Nach Recherchen der Deutschen Presse-Agentur wurde 2005 schriftlich in Leitlinien festgelegt, dass die Verhandlungen ausgesetzt werden sollen, wenn die Türkei „ernsthaft und anhaltend“ gegen EU-Grundsätze in Bereichen wie Freiheit, Demokratie und Rechtsstaatlichkeit verstößt.
Entsprechende Vorwürfe gibt es seit Wochen. In der Kritik steht vor allem das harte Vorgehen der türkischen Behörden gegen mutmaßliche Unterstützer des Putschversuches vom 15. Juli und regierungskritische Medien. Zahlreiche EU-Politiker beurteilen die Situation als äußert besorgniserregend.
Als erster EU-Regierungschef sprach sich jüngst Österreichs Bundeskanzler Christian Kern offen für einen Abbruch der Beitrittsgespräche mit der Türkei aus. Er will das Thema nach der Sommerpause auf EU-Ebene diskutieren. Offene Unterstützung bekommt er beispielsweise von dem deutschen CSU-Spitzenpolitiker Manfred Weber, der im Europaparlament die größte Fraktion anführt.
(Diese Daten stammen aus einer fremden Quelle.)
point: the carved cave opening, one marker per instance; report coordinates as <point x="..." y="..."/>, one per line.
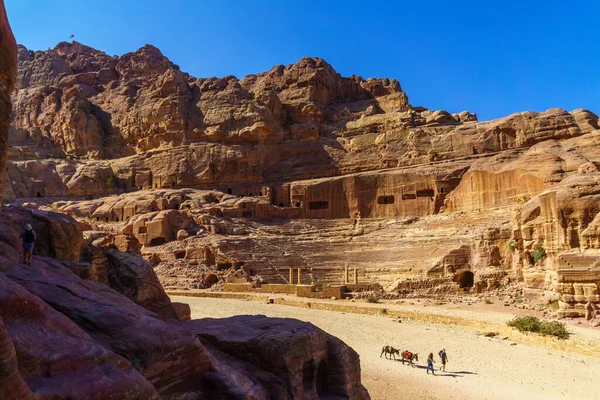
<point x="210" y="280"/>
<point x="385" y="200"/>
<point x="223" y="266"/>
<point x="318" y="205"/>
<point x="179" y="254"/>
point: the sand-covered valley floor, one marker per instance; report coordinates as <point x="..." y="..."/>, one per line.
<point x="479" y="368"/>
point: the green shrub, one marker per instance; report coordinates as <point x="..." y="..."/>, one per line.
<point x="534" y="324"/>
<point x="538" y="254"/>
<point x="82" y="105"/>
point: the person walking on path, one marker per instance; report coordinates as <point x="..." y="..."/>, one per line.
<point x="444" y="359"/>
<point x="28" y="236"/>
<point x="430" y="364"/>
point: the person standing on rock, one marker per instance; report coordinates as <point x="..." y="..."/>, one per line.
<point x="444" y="359"/>
<point x="430" y="364"/>
<point x="28" y="236"/>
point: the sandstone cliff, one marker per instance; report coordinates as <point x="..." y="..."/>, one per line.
<point x="87" y="322"/>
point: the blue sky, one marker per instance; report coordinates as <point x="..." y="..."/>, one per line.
<point x="493" y="58"/>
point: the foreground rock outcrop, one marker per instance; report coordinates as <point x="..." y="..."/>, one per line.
<point x="8" y="74"/>
<point x="83" y="339"/>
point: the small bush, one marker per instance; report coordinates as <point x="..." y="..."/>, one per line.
<point x="538" y="255"/>
<point x="554" y="328"/>
<point x="554" y="305"/>
<point x="534" y="324"/>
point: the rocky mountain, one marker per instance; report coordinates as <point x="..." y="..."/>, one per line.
<point x="90" y="322"/>
<point x="228" y="180"/>
<point x="84" y="117"/>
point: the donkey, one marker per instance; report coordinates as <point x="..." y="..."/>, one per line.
<point x="389" y="350"/>
<point x="410" y="357"/>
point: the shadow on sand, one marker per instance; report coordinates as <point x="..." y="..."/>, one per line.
<point x="456" y="374"/>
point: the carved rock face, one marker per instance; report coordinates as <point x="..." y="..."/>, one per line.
<point x="8" y="74"/>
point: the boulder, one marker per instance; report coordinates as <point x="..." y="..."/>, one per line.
<point x="169" y="357"/>
<point x="56" y="358"/>
<point x="280" y="358"/>
<point x="8" y="75"/>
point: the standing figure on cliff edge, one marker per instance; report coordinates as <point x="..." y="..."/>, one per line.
<point x="28" y="236"/>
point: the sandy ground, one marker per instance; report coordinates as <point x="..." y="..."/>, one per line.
<point x="478" y="367"/>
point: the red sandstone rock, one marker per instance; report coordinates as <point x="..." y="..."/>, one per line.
<point x="280" y="358"/>
<point x="12" y="385"/>
<point x="8" y="74"/>
<point x="170" y="358"/>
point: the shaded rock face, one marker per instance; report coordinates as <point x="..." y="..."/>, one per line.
<point x="83" y="339"/>
<point x="280" y="358"/>
<point x="8" y="73"/>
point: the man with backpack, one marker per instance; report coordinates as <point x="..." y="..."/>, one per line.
<point x="28" y="236"/>
<point x="444" y="359"/>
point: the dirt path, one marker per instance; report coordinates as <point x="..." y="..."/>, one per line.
<point x="478" y="367"/>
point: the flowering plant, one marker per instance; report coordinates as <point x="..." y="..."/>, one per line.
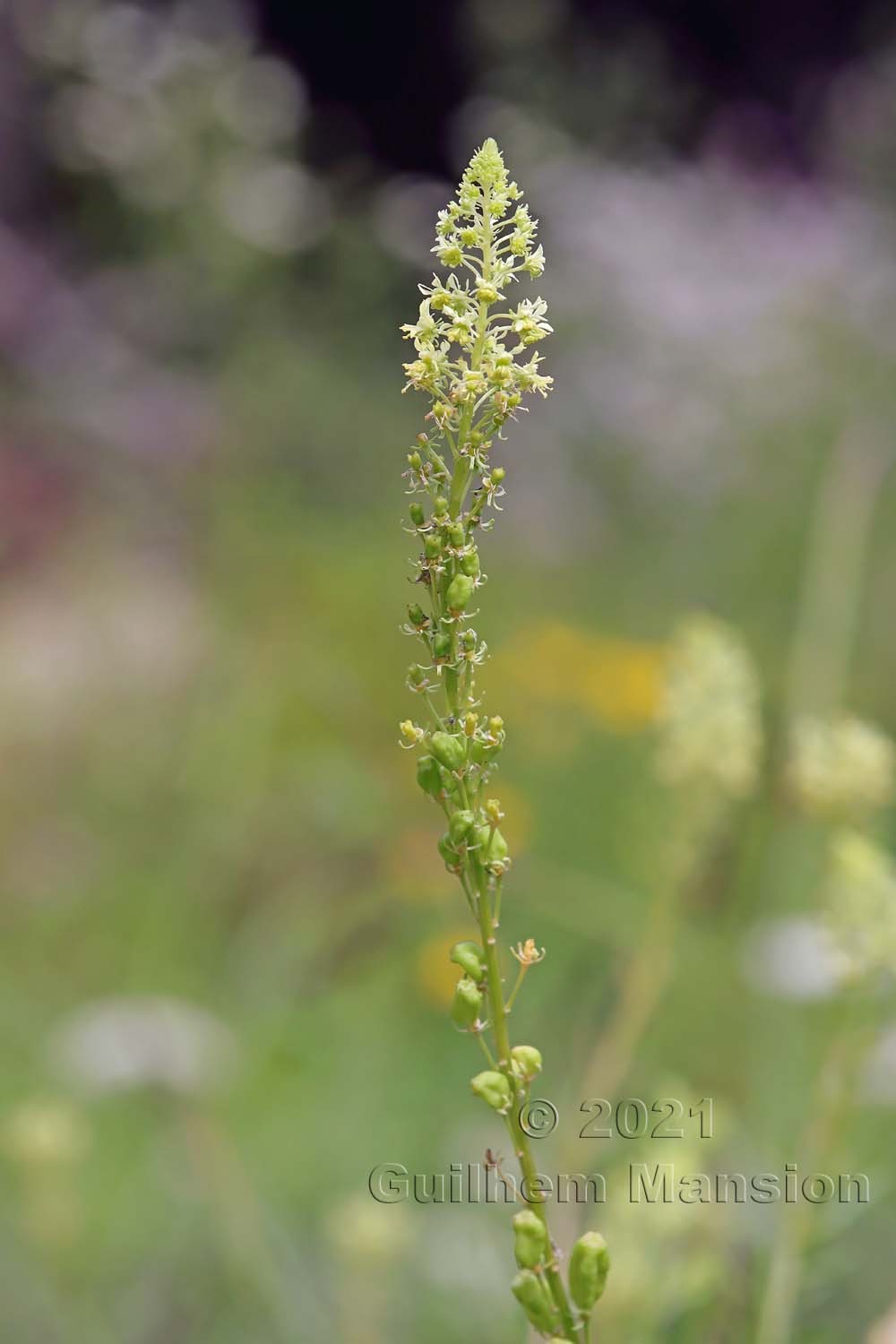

Um das Verfahren zum Stopp der Beitrittsgespräche auszulösen, würde nach den 2005 festgelegten Verhandlungsleitlinien bereits ein entsprechender Antrag von zehn EU-Staaten ausreichen. In Folge wäre die EU-Kommission verpflichtet, einen Abbruch-Beschluss vorzubereiten, der dann allen EU-Staaten zur Abstimmung vorgelegt werden würde. Zur Annahme dieses Beschlusses würde bereits eine Mehrheit von 16 Mitgliedstaaten ausreichen, sofern diese Staaten mindestens 65 Prozent aller Bürger in der Union vertreten.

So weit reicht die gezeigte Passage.